The word "sambandha" is a Sanskrit term meaning "relationship". It is a key concept in Sanskrit grammar, and in Gaudiya Vaishnava theology. In the context of this tradition of Hinduism, sambandha-jnana means knowledge of the relationship between Almighty God Krishna, Shakti, jivas, and the world. Accordingly, sambandha-jnana includes knowledge of the three tattvas or truths: Krishna-tattva, Shakti-tattva and jiva-tattva.

==Theology==
Sambandha in Gaudiya Vaishnavism is the relationship between Krishna, a jiva, and the material world. All jivas are eternally and inextricably linked with Krishna, who is the true object of all relations. The basic relationship between Krishna and a jiva is the attitude of a servant. By sadhana, which includes a repetition of Names of Lord Krishna (kirtan and japa), people can be freed from Maya and awakens in their heart their attachment as a servant of Krishna.

Vedic literature refers to the eternal relationship of a jiva with Krishna.

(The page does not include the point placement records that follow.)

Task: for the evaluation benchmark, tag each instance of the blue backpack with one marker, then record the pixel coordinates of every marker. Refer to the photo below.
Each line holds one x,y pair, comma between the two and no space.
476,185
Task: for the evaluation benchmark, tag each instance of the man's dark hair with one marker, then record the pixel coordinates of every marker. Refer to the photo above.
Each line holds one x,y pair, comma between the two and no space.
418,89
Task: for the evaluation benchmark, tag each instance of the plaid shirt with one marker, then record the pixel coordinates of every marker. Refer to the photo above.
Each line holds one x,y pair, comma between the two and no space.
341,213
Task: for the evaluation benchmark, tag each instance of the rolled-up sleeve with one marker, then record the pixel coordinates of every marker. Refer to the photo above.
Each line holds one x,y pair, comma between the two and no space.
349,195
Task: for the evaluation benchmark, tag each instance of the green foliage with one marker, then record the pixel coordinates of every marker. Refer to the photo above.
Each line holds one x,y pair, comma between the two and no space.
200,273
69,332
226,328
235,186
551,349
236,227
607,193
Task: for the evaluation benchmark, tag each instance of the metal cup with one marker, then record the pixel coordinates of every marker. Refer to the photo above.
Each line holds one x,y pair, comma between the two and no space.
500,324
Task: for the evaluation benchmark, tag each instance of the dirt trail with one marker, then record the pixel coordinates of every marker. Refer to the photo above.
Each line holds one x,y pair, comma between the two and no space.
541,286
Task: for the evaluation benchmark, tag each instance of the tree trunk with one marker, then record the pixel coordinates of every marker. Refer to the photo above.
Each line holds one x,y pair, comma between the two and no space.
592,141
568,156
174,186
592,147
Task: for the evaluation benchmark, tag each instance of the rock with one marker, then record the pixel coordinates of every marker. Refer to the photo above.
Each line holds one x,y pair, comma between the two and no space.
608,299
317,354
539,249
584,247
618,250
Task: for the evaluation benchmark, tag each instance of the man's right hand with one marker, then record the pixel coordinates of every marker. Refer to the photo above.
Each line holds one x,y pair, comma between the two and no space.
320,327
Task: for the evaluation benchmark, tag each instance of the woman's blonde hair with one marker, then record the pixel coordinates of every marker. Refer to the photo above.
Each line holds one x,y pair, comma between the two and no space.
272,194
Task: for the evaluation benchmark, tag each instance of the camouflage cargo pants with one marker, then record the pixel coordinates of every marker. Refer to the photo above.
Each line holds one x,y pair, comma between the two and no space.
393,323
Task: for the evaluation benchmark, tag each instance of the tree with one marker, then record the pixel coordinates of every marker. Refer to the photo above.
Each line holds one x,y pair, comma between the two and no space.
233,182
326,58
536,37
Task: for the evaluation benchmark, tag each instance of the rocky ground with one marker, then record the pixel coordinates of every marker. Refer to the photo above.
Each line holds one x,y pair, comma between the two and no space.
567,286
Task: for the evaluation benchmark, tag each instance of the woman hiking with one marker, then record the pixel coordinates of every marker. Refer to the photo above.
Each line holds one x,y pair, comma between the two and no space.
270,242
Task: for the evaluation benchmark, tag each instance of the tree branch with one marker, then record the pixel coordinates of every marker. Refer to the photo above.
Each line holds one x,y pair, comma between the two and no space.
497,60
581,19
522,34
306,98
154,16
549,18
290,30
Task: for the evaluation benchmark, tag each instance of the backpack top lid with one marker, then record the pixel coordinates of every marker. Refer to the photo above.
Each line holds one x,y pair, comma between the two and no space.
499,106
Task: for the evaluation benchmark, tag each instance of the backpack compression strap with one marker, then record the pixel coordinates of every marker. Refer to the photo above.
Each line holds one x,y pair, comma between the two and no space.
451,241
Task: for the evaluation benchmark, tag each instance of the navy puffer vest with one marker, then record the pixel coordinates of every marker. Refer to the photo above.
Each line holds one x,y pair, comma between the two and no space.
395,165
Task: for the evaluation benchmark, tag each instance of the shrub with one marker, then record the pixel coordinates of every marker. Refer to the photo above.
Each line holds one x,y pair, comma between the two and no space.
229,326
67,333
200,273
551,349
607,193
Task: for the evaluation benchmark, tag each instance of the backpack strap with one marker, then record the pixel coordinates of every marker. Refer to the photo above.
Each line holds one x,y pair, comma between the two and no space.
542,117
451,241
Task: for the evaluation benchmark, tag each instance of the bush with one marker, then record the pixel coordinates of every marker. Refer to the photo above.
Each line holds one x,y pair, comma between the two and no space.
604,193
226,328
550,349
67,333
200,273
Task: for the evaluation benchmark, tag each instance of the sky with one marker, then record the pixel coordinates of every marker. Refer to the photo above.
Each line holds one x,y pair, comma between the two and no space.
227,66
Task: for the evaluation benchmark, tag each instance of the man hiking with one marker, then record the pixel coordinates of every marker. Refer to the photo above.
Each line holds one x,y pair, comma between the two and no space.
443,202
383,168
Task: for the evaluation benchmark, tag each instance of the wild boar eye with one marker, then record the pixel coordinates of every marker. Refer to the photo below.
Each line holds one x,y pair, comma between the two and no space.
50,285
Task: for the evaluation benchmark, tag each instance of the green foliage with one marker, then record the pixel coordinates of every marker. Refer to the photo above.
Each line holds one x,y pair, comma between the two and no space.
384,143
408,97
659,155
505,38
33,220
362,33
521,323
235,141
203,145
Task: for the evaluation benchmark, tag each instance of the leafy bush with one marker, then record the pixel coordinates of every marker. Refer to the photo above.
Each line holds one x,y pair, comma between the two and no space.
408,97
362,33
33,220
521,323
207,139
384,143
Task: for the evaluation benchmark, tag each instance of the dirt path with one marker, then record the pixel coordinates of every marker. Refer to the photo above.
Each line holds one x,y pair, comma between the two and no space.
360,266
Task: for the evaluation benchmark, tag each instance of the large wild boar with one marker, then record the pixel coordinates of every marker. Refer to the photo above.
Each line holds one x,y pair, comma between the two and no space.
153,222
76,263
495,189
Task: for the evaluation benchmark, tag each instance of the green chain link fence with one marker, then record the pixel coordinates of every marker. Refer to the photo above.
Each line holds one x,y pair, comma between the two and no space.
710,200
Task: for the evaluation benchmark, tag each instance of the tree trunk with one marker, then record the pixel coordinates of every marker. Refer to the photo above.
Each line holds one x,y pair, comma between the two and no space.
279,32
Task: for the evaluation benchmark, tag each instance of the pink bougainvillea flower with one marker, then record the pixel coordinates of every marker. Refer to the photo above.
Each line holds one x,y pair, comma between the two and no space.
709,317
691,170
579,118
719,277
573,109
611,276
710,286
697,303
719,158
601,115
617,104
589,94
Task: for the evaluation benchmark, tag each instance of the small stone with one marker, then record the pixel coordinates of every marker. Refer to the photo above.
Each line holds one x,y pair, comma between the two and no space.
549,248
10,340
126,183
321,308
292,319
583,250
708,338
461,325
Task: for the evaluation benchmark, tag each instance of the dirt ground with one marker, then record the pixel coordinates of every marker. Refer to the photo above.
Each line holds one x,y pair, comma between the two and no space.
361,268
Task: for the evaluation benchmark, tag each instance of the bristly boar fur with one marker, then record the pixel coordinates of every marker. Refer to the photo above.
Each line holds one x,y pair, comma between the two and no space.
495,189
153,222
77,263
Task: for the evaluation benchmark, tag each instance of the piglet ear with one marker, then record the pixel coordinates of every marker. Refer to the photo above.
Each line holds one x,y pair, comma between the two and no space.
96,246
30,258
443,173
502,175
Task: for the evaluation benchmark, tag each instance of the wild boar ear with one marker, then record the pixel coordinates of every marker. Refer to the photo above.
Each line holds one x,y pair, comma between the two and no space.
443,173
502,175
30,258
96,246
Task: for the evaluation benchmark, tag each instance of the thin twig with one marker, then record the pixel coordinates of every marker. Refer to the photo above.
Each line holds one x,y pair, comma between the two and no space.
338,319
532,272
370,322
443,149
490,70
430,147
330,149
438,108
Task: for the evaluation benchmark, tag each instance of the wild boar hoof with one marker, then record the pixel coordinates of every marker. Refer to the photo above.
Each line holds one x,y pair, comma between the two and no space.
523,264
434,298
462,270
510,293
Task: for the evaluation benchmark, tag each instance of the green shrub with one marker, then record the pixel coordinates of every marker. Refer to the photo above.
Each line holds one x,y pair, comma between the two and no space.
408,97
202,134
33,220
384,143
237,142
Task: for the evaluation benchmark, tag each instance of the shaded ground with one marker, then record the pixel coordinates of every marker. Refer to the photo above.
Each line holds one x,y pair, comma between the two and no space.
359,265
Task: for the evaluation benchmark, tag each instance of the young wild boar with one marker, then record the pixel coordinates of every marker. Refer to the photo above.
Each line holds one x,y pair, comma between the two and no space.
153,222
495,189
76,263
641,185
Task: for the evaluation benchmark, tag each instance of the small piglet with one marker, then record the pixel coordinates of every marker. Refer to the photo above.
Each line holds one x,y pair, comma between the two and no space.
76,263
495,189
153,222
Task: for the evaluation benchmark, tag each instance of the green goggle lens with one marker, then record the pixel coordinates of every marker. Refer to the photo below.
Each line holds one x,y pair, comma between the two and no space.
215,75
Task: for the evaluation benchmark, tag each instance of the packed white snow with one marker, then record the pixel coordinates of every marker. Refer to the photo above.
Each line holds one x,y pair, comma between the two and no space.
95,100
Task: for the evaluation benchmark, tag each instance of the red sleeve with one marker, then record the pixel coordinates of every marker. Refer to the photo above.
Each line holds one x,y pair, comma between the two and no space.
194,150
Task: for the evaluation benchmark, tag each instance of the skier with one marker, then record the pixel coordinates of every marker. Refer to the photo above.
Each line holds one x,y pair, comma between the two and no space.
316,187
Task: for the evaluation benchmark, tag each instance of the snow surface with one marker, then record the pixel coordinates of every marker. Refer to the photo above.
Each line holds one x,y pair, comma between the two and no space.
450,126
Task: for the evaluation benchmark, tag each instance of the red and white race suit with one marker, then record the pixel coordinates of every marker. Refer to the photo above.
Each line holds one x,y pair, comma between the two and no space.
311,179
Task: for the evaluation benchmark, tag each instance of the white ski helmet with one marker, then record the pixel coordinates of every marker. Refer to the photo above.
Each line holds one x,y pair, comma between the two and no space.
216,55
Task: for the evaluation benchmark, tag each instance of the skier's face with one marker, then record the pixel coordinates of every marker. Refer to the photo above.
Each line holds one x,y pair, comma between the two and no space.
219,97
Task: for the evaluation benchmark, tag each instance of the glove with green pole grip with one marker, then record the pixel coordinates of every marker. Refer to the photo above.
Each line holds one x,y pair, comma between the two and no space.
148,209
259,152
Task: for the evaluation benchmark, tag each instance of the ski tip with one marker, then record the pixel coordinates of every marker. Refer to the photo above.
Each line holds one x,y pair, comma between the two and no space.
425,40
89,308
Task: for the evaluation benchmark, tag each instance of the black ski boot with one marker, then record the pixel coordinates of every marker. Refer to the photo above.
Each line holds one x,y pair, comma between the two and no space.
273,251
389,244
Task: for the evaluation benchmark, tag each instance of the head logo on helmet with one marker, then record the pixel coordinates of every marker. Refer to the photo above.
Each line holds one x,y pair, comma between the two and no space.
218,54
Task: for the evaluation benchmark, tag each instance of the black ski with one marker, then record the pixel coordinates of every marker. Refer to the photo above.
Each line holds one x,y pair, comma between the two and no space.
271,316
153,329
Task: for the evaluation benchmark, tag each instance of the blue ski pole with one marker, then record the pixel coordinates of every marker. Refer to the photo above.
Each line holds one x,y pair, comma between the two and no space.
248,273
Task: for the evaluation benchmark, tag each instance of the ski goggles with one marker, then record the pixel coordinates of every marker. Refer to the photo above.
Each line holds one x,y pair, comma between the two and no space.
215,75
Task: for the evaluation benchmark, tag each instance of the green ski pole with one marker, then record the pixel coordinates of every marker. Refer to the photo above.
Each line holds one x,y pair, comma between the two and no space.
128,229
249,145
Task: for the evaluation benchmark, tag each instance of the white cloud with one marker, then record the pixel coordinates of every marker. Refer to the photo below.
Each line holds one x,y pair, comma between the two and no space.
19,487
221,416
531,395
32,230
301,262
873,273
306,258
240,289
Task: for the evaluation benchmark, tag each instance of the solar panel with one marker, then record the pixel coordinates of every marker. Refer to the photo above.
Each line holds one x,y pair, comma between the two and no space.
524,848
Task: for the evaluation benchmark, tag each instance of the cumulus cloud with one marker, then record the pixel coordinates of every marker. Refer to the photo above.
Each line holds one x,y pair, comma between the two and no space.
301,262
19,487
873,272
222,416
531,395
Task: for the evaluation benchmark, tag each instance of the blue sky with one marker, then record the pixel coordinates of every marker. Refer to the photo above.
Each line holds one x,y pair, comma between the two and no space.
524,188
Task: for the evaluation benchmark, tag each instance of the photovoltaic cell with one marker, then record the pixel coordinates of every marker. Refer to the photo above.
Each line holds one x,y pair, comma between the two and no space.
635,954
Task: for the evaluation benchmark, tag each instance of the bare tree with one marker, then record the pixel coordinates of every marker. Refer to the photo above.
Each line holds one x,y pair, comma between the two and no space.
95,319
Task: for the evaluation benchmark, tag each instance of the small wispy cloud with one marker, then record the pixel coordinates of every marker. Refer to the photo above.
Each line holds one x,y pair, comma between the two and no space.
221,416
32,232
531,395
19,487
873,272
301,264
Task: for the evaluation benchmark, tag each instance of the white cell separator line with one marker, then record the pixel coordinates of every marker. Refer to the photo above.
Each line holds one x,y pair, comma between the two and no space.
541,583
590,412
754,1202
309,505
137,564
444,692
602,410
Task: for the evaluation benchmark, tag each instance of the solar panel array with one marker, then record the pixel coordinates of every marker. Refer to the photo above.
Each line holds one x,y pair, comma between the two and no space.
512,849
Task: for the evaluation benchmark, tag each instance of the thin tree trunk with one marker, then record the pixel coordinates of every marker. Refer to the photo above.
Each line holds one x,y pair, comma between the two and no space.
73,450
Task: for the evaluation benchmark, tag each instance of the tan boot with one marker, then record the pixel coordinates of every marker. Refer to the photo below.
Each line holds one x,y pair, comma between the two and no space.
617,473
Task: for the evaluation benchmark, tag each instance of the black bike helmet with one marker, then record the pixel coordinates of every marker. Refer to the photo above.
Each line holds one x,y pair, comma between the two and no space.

Understanding of the relationship, and any subsequent action on the basis of this understanding, is called "abhidheya". Reaching Prema, or pure love of Krishna, and returning to the spiritual world in the company of Krishna and his associates, is the ultimate goal of life, which is called "prayojana".

In the Gaudiya Vaishnava tradition Sanatana Goswami is considered to be the Acharya of sambandha-jnana. The deity of Madan Mohan, installed by Sanatana in Vrindavan, is associated with sambandha. It is believed that he helps to overcome the influence of material desires and to focus on devotional service to Krishna.